Things are going fairly briskly, except that the last motifs involve a good many double decreases, and they’re slow. When I knit Amedro’s “Fine Lace Stole” I had a lot of trouble with the Ring Stitch section, which is full of double decreases. She gives them as k 3 tog and I kept finding – too late – that the middle stitch had escaped and was wandering off by itself. I switched to some other system.
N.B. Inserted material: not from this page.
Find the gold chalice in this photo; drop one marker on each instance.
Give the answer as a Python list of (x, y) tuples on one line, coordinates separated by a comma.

This time, in order to centre the decreases, as seems appropriate, I am inserting the right-hand needle in the next two stitches as if to knit them together, slipping them both, knitting the following stitch, and passing the slipped stitches over. Having learned from Margaret Stove that the stitch the needle enters first in any decrease, is the one that winds up on top. The most valuable piece of knitting lore I know.

But I also pause each time to tug and make sure all three are secure.

Comments

Thanks for the upbeat reports on Handknitting.com. I did some Googling yesterday and found others. I hadn’t realised they were Canadian – I hope that doesn’t involve my sister in paying duty when the yarn arrives.
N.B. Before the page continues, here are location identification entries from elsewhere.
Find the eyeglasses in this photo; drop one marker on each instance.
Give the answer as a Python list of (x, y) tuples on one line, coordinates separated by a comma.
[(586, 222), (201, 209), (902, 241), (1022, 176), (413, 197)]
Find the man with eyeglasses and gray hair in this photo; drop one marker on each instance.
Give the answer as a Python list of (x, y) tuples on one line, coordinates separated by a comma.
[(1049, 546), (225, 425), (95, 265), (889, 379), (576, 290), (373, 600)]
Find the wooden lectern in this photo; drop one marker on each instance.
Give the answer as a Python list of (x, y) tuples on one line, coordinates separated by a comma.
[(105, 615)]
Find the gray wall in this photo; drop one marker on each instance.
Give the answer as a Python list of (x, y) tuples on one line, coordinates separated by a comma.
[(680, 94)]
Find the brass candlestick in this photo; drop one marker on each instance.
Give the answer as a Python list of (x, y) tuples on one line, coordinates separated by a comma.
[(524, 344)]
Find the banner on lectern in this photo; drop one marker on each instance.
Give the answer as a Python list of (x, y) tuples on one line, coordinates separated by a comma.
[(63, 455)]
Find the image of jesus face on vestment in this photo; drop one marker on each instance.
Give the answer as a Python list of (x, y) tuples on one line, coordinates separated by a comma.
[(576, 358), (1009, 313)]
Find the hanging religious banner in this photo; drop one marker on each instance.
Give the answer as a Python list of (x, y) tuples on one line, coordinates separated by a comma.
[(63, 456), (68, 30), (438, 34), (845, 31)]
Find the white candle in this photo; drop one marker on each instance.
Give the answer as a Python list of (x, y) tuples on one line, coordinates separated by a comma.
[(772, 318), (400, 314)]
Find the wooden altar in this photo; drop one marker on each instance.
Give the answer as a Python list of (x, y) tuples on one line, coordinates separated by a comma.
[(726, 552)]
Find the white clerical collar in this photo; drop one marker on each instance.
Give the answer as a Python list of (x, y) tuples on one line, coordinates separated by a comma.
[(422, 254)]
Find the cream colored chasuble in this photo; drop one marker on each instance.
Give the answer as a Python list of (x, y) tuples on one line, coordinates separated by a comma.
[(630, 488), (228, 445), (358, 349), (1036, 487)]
And for the references to zolendronic acid, which I gather is the lead story in the Times today. I’ll keep an eye on that one.

11 comments:

  1. Esther9:14 AM

    The Princess is magnificent!
    Have fun planting. I am looking forward to your update.

    ReplyDelete
  2. Sheila in Michigan12:03 PM

    Thanks so much for passing along the tip from Margaret Stove. That is definitely a good thing to know. I gain so much insight into how knitting works from reading blogs like yours.
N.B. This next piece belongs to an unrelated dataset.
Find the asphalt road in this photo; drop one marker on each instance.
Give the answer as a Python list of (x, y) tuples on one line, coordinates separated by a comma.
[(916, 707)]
    The Princess is incredibly lovely. I can't believe you are closing in on the finish!

    ReplyDelete
  3. The BBC has info on that osteoporosis treatment too (not yet available in the UK though)

    Link here

    ReplyDelete
  4. Thank you thank you for passing along that Margaret Stove tip. What an epiphany for me!!

    ReplyDelete
  5. Pamela10:43 PM

    Breathtaking!

    ReplyDelete
  6. Your sister shouldn't have any problem with duties on the yarn. I believe the company used to be Canadian, but has relocated to Maryland with new owners.

    I've enjoyed my raised beds for the most part. If we get too much rain, they don't get waterlogged. On the other hand, they do dry out sooner when there's a dry spell. I'll try to remember to send you a few pictures.

    ReplyDelete
  7. I love the beautiful shawl. I love lace knitting. Do you know where I could get a pattern for a lace number alphabet?

    ReplyDelete
  8. I am new at this commenting and blog world. I asked you a question about where I could find a pattern for a knitted lace number alphabet, but I didn't leave you an email address to reach me at. I tried to use the email address listed on you blog but it wouldn't go through.
    Here is my email:
    fara07051@yahoo.com

    Thanks for your time.
    Luana

    ReplyDelete
  9. The thing about the Princess is...she looks so friendly! Surely the Princess will be pleasant companion, ready to go with you anywhere - and beautiful, too.

    ReplyDelete
  10. Anonymous10:04 AM

    Your shawl lokks so fine. i was very interested by your news on J and S the other day. We visited their Lerwick base in 2000, hoping for an inspirational experiences and irresistible buying opportunities. However, the whole place seemed stuck in some sort of past era, with the patterns, in particular, the kind of traditional that is just dull. I was very disappointed, as their shade card has always been an inspiration
    Anne

    ReplyDelete
  11. Your Princess Shawl is stunning! Bravo to you. I also had problems with the purl 3 together instructions in Gladys Amedro's book and was finding dropped stitches after the fact. I too have changed my technique to the more satisfactory, less tricky method. I always look forward to your updates on how you are doing. Thank you for sharing.